Friday, September 28, 2007

Synchronization - Wait a min.

Somewhere platform independence of Java fails when it all comes on Threading. Not a fault of Java because Threading means lot of dependency on system. How a particular OS is going to handling with your thread. Like if we see Windows NT, it doesn't support priorities of thread like priorities of Process, whereas Unix based system gives you the freedom to prioritize both thread and process.
Anyway, I am writing this article to just say that take care whenever you are writing any synchronized call. Every synchronized block or a method has an overhead and we can't ignore it. So before going to synchronization there is something called atomicity which means atomic operation like int a =2; luckily we never have to worry of threading issue in atomic calls. Its all thread safe. Again, take care x++ or x+=y is not falling under this atomic operation because there are two things going-increment and assignment.

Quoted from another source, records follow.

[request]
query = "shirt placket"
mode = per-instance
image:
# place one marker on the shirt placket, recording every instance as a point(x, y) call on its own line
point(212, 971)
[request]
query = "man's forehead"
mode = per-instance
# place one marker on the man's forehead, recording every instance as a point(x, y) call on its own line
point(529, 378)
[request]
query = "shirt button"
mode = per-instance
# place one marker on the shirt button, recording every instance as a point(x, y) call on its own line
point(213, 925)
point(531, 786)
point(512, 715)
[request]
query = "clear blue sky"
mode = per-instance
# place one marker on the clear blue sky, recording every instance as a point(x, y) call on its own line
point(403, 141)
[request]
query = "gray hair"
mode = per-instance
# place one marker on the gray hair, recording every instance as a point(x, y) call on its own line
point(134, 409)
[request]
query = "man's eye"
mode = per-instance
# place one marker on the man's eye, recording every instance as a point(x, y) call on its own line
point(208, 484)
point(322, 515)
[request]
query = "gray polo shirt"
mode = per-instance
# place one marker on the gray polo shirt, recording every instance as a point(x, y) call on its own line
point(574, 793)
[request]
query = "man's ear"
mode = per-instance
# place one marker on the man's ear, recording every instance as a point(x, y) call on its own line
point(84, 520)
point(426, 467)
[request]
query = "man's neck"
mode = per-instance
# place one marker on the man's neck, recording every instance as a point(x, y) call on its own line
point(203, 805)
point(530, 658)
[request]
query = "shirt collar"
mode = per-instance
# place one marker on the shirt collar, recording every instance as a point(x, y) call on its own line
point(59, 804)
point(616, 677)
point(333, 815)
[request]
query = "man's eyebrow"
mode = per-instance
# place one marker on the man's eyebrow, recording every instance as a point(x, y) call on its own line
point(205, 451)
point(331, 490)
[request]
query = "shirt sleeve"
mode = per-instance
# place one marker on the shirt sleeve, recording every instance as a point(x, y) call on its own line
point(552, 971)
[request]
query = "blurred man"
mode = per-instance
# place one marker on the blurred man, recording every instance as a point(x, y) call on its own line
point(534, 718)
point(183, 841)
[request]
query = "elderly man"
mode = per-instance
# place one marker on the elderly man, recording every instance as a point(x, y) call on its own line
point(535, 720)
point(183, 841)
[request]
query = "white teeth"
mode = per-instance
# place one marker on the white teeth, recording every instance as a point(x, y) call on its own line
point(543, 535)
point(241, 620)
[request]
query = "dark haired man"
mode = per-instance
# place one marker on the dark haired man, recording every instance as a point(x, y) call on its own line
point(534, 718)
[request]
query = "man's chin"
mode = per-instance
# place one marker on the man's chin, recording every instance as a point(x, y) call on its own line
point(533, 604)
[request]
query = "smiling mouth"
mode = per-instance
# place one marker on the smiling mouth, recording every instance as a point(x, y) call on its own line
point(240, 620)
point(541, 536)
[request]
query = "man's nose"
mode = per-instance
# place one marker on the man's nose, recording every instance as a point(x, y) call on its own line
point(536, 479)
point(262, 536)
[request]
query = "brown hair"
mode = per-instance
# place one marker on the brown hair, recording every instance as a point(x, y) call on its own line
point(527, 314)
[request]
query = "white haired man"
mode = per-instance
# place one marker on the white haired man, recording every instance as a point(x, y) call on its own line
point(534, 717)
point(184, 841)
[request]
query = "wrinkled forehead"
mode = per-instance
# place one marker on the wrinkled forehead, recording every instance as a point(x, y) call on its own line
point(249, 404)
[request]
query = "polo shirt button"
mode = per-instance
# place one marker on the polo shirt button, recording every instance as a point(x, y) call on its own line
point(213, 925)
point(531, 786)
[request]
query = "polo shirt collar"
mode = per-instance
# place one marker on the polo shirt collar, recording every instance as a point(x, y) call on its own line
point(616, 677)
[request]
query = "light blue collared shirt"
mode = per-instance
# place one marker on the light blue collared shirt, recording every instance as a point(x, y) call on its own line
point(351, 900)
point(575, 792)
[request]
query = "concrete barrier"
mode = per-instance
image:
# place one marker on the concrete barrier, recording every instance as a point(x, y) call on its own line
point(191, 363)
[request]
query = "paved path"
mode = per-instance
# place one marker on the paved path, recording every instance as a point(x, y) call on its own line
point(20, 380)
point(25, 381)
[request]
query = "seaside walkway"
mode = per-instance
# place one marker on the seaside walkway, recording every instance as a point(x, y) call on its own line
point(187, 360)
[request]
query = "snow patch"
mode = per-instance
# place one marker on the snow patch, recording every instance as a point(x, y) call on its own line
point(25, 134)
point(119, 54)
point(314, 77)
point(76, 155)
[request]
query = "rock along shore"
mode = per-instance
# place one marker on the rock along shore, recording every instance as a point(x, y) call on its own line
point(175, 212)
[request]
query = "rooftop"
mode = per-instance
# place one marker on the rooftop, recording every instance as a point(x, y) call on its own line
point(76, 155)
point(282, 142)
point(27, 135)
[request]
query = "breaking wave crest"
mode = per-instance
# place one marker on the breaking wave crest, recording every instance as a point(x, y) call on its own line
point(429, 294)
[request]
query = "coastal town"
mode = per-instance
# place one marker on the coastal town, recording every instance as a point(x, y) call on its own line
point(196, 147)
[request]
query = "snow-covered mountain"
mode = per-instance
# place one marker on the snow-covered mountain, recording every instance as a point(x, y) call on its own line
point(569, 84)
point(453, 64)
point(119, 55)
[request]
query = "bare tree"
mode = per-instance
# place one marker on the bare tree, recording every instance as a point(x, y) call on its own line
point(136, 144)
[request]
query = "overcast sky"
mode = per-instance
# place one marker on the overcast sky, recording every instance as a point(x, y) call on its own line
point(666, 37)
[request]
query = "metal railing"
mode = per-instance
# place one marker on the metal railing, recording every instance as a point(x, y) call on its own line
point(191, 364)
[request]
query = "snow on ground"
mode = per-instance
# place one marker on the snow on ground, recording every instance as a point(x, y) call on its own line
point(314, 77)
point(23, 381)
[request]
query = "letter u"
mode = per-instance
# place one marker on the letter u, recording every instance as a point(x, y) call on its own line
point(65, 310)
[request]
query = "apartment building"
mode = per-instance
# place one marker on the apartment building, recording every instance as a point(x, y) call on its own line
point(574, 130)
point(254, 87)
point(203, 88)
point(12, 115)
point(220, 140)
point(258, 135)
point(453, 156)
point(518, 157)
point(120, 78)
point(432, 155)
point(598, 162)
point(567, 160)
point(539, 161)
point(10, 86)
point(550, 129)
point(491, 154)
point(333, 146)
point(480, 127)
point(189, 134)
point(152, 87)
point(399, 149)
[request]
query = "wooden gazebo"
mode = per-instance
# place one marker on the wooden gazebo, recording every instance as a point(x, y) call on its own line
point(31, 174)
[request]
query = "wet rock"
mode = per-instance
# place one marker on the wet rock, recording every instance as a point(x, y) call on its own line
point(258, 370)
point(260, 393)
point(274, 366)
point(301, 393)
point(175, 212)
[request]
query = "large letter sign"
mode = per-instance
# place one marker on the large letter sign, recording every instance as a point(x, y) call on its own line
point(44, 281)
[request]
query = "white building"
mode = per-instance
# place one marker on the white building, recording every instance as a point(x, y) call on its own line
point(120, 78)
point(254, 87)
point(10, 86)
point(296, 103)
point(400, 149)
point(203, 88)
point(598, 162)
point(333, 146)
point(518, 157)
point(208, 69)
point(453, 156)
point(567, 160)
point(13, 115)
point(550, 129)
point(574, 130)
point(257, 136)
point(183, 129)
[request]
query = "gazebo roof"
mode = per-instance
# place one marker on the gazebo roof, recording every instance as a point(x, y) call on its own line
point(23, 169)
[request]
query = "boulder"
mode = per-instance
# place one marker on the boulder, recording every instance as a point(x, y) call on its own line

Now, see the code here and also overhead of sync. call, which is of no use here:

import java.util.Date;

class ThreadCheck {

synchronized float uselss(int a, int b, int c)
{
return (a+b+(c/2));
}

float useful(int a, int b, int c)
{
return (a+b+(c/2));
}

public static void main(String[] args)
{
ThreadCheck threadcheck = new ThreadCheck();

//lets check the time
double begin = new Date().getTime();
for(int i=0;i<50000;i++)
{
threadcheck.uselss(4,3,2);
}
double end = new Date().getTime();
System.out.println("Time taken by Sync. call: " + (end-begin));

begin = new Date().getTime();
for(int i=0;i<50000;i++)
{
threadcheck.useful(4,3,2);
}
end = new Date().getTime();
System.out.println("Time taken by non-Sync. call: " + (end-begin));
}
}

This is the output I am getting:

E:\Program Files\Java\jdk1.6.0\bin>java ThreadCheck
Time taken by Sync. call: 16.0
Time taken by non-Sync. call: 0.0

One can clearly see a big overhead here. So the idea is just to take care while writing sync. block because threading is more in demand when we write real time systems and in RTS we can't afford such a wastage of time :).

Friday, September 21, 2007

Running Batch files in parallel

Yesterday night, one of my roommates got one problem. Actually his application demands to start 3-4 servers and all the servers has a startup.bat file. So, he actually want to write a code which can run those batch files. Now the problem here is he want to execute all those bat files in parallel. Note that a content of bat file always run sequentially. He was looking for any code which can do that, but we have selected java to do so :).

Runtime class has power to execute any batch file and threading concept has the capability to run batch files in parallel. So here goes the code:

import java.io.BufferedReader;
import java.io.FileReader;

public class BatchRunner extends Thread {

String msg;
public BatchRunner(String s) {
msg = s;
new Thread(this).start();
}

public static void main(String args[]) {
new BatchRunner("Hello");
}

public void run() {

String line = null;
Runtime r = Runtime.getRuntime();
try {

FileReader fr = new FileReader("D:\\Batchfiles.txt");
BufferedReader bufferedReader = new BufferedReader(fr);

while((line = bufferedReader.readLine()) != null)
{
r.exec(line);
}
} catch (Exception e) {
System.out.println("Error in Execution");
}
}
}

Batchfiles.txt contains full path of those batch files, which need to be executed. This is a fast solution and code must be optimized here.